On the news of his death, the prime minister was magnanimous. “Shri U.R. Ananthamurthy’s demise,” he said, “is a loss to Kannada literature.” Sceptical critics described this as a back-handed compliment: the prime minister, they claimed, was suggesting that the winner of the Jnanpith Award and the author of Samskara, arguably republican India’s greatest novel, was no more than a provincial writer. One went so far as to say that this was exactly analogous to Jinnah’s response to Gandhi’s death when he wrote that Gandhi “…was one of the greatest men produced by the Hindu community...”

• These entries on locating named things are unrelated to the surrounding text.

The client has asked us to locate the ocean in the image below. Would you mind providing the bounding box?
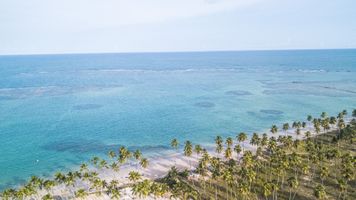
[0,49,356,190]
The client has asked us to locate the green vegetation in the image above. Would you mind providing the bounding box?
[1,110,356,200]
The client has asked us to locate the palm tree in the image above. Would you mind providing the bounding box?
[236,132,247,152]
[320,166,330,184]
[41,194,53,200]
[250,133,261,146]
[54,172,65,183]
[271,125,278,134]
[342,110,347,116]
[151,182,168,197]
[140,158,149,168]
[337,179,347,199]
[225,137,234,147]
[132,179,151,198]
[171,138,179,149]
[262,182,272,200]
[75,189,88,199]
[79,163,88,172]
[110,188,121,199]
[225,147,232,160]
[283,123,289,132]
[215,136,223,153]
[108,150,116,159]
[110,162,120,172]
[99,159,108,168]
[133,149,142,160]
[194,144,203,156]
[314,184,326,199]
[184,140,193,168]
[287,177,299,200]
[234,144,242,159]
[304,131,311,138]
[129,171,141,182]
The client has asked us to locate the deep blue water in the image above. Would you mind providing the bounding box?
[0,50,356,189]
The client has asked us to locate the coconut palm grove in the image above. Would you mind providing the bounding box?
[1,109,356,200]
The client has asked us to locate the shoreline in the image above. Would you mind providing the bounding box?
[15,118,352,200]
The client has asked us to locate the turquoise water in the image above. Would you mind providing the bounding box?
[0,50,356,189]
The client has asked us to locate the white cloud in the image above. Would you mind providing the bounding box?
[0,0,258,30]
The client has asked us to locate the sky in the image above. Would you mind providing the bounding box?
[0,0,356,55]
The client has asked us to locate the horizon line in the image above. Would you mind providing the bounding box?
[0,47,356,56]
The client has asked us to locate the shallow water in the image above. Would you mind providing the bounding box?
[0,50,356,189]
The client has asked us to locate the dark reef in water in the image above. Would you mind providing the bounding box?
[225,90,252,96]
[73,104,103,110]
[41,139,170,154]
[194,101,215,108]
[260,109,283,115]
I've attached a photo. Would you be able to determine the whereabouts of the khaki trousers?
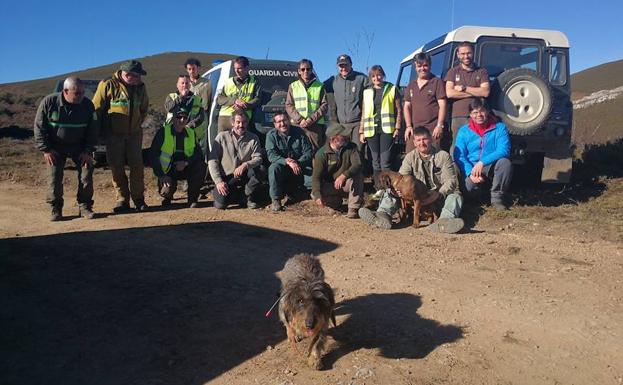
[320,174,363,210]
[106,132,145,203]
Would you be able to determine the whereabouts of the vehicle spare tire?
[492,68,552,135]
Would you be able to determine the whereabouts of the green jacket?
[312,142,361,199]
[93,71,149,137]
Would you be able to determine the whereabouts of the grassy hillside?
[571,60,623,99]
[0,52,234,127]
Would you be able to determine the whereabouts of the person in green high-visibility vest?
[359,65,402,194]
[164,74,205,138]
[286,59,328,152]
[216,56,261,132]
[34,77,99,221]
[150,107,206,208]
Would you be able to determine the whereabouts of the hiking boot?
[370,190,385,201]
[359,207,392,230]
[112,201,130,214]
[346,208,359,219]
[50,207,63,222]
[428,218,465,234]
[247,198,258,210]
[491,199,508,211]
[80,206,95,219]
[134,199,149,212]
[272,199,286,212]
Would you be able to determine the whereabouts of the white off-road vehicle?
[397,26,573,183]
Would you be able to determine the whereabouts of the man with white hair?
[34,77,98,221]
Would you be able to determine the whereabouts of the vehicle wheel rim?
[504,80,545,123]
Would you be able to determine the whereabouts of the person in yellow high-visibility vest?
[150,108,206,208]
[216,56,261,132]
[359,65,402,191]
[286,59,328,152]
[164,75,205,138]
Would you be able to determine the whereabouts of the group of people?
[35,43,512,233]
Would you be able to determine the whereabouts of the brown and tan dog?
[379,171,439,228]
[279,254,335,369]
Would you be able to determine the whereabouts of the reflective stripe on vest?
[218,75,255,119]
[292,79,324,124]
[363,82,396,138]
[165,92,207,140]
[160,123,195,174]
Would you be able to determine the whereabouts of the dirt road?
[0,181,623,385]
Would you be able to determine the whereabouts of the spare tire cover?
[492,68,552,135]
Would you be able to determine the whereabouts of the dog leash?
[264,293,286,318]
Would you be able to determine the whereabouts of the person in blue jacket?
[454,98,513,210]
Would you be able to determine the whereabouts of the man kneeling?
[208,111,265,210]
[359,127,464,233]
[150,109,206,208]
[312,123,363,219]
[266,112,312,211]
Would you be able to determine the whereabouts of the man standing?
[208,110,262,210]
[324,54,370,152]
[286,59,327,151]
[184,58,212,155]
[359,127,464,233]
[266,112,313,211]
[93,60,149,213]
[216,56,260,131]
[164,75,205,143]
[454,98,513,210]
[445,41,490,147]
[150,107,206,208]
[312,124,363,219]
[404,52,448,153]
[34,77,98,221]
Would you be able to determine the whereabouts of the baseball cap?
[337,54,353,65]
[119,60,147,75]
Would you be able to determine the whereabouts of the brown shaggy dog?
[379,171,437,228]
[279,254,335,369]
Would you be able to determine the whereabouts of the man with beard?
[404,52,448,153]
[208,111,263,210]
[445,41,490,148]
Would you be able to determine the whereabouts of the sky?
[0,0,623,83]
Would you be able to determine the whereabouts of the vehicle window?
[398,61,415,91]
[430,49,448,78]
[206,69,221,95]
[549,51,567,86]
[480,41,541,77]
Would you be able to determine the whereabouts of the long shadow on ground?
[324,293,463,368]
[0,222,336,385]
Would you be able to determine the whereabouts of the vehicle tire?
[491,68,552,136]
[93,152,106,167]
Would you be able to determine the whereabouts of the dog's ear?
[379,173,392,188]
[312,282,335,307]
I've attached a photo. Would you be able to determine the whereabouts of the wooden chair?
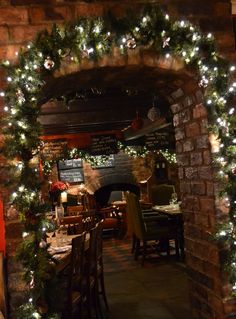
[85,224,102,319]
[126,193,182,265]
[81,209,96,232]
[66,205,84,216]
[96,206,121,235]
[96,220,109,310]
[62,232,86,319]
[0,251,7,317]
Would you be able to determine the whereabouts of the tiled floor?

There’s no satisfying some people. The truth is that the prime minister with great sensibility had correctly concluded that being described as a loss to Kannada literature was the greatest compliment that he could pay this champion of bhasha writing. For this cosmopolitan from Karnataka, Kannada was home and the world was its province.
So U.R. Ananthamurthy would have enjoyed Mr Modi’s tribute. And as a man who spent his life in a love-hate relationship with the brahmanical world in which he had been raised, he would have been delighted by Mike Marqusee’s thesis on the therapeutic powers of self-loathing: “Let me say a brief word for self-loathing. Anyone who entirely lacks this trait is not to be trusted. And it is generally acknowledged as an ethical principle that correction of the self comes before chastisement of others. For the privileged self, a form of self-rejection — not personal, but political — may be necessary to reach out to others, to know oneself and become fully human.”
U.R. Ananthamurthy knew what it was to be fully human.